Were the commonwealth to copy Maryland’s approach of granting full practice authority, the Commonwealth Foundation estimated that it “would increase the number of certified nurse midwives in Pennsylvania by an estimated 26.7%, and the number of NPs by 29.5%.”

That would translate into an extra 1,800 patients getting treated by nurse practitioners every week. If all nurse practitioners would then focus on primary care, full practice authority could “eliminate nearly half of” the state’s health care shortage areas.

For evidence, the Commonwealth Foundation pointed to better health care outcomes in Maryland’s border counties compared to Pennsylvania. After Maryland approved full practice authority, its nurse practitioner density grew and the gap between Maryland and Pennsylvania doubled.

“Laws and regulations matter,” said Elizabeth Stelle, director of policy analysis at the Commonwealth Foundation. “Maryland policies that give full practice authority to nurse practitioners and nurse midwives benefit health care consumers, providing greater access and better health care outcomes. Pennsylvania and other states can address primary care physician shortages by allowing highly trained advanced practice registered nurses to do the jobs they were trained to do.”

Pennsylvania has a “reduced practice” model for nurse practitioners, which requires them to have collaborative practice agreements with at least two doctors. They can diagnose patients, order tests, develop treatment plans, and deliver other health services, but a practice agreement determines what they can do. Doctor oversight is then required to consult with the nurse practitioners and review patient records as well.

Advocates for deregulation argue that such requirements limit health care availability without reason, given that NPs are trained to provide health care. Allowing them more independence, they say, could expand access and lower costs.

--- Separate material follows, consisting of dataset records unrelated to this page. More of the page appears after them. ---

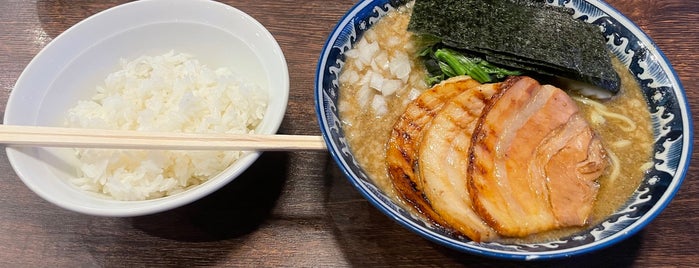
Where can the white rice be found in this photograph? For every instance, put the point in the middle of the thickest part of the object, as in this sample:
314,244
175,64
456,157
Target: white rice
170,92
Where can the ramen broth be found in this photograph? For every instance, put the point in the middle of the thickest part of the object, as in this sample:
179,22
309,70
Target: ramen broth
627,138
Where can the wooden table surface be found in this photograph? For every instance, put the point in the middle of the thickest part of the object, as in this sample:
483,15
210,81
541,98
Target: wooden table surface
302,212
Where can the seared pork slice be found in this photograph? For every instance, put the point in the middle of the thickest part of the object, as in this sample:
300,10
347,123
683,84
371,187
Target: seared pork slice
443,162
534,161
403,143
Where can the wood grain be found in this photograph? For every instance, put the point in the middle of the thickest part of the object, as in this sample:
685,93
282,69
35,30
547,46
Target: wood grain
296,208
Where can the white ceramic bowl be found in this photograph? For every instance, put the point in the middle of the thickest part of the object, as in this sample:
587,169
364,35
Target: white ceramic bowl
671,120
70,67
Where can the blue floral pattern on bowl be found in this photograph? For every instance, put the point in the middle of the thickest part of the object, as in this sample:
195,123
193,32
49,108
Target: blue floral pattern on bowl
671,121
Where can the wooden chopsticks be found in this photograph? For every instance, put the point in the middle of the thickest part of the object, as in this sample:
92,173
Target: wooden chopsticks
117,139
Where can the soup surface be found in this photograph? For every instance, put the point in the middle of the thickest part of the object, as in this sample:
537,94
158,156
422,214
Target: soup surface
368,114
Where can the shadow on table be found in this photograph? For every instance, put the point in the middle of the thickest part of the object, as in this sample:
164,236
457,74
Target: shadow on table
233,211
369,238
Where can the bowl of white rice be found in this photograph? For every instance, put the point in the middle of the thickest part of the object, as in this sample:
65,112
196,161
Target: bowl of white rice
190,66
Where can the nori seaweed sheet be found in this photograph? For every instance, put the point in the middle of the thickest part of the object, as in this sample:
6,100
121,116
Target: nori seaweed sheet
520,33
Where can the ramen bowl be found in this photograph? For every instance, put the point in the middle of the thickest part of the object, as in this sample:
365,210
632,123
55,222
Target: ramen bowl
75,63
670,116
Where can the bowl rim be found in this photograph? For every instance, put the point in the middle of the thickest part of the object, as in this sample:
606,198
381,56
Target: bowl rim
337,152
145,207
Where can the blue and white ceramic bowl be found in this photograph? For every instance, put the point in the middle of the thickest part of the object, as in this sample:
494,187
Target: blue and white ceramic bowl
672,126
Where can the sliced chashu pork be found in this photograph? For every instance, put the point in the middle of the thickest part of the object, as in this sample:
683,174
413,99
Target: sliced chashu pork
443,161
402,146
533,161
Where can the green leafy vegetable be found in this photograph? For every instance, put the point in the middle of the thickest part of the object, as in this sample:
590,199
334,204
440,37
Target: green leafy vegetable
443,63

Other organizations, such as the Hospital and Healthsystem Association of Pennsylvania, also support greater nurse practitioner practice authority.

“HAP supports full practice authority for nurse practitioners and certified nurse midwives,” HAP Vice President of Strategic Communication Chris Daley said. “Empowering advanced practice professionals to take on an expanded role means more talented health care providers will be caring for patients. Especially during a national health care workforce shortage, we must promote flexibility that increases the number of providers caring for Pennsylvanians and improving care.”

The importance of nurse practitioners is in having more health care workers closer to underserved populations, the Commonwealth Foundation argued.

“Health insurance, whether it is funded by taxpayers or an employer, is not the same as health care,” Stelle said. “An insurance card is no guarantee of convenient access to providers who can take the time to understand your health care needs. If we are serious about convenient and affordable health care for all Pennsylvanians we should allow full practice for NPs immediately.”

Nurse practitioners have lower reimbursement rates for government-funded programs such as Medicaid, which is the “major driver of the cost savings” for nurse practitioners compared to doctor visits, Stelle noted. Preventative medicine also matters, when catching a problem early as minor avoids the cost of treating a problem when it’s major.

Giving more authority to health care workers could be key in attracting more workers, too. In a HAP report on workforce challenges, the top complaint for hospitals was finding qualified workers, along with wage pressures. Letting more nurse practitioners work independently could fill some health care gaps in Pennsylvania while making the system more cost-efficient.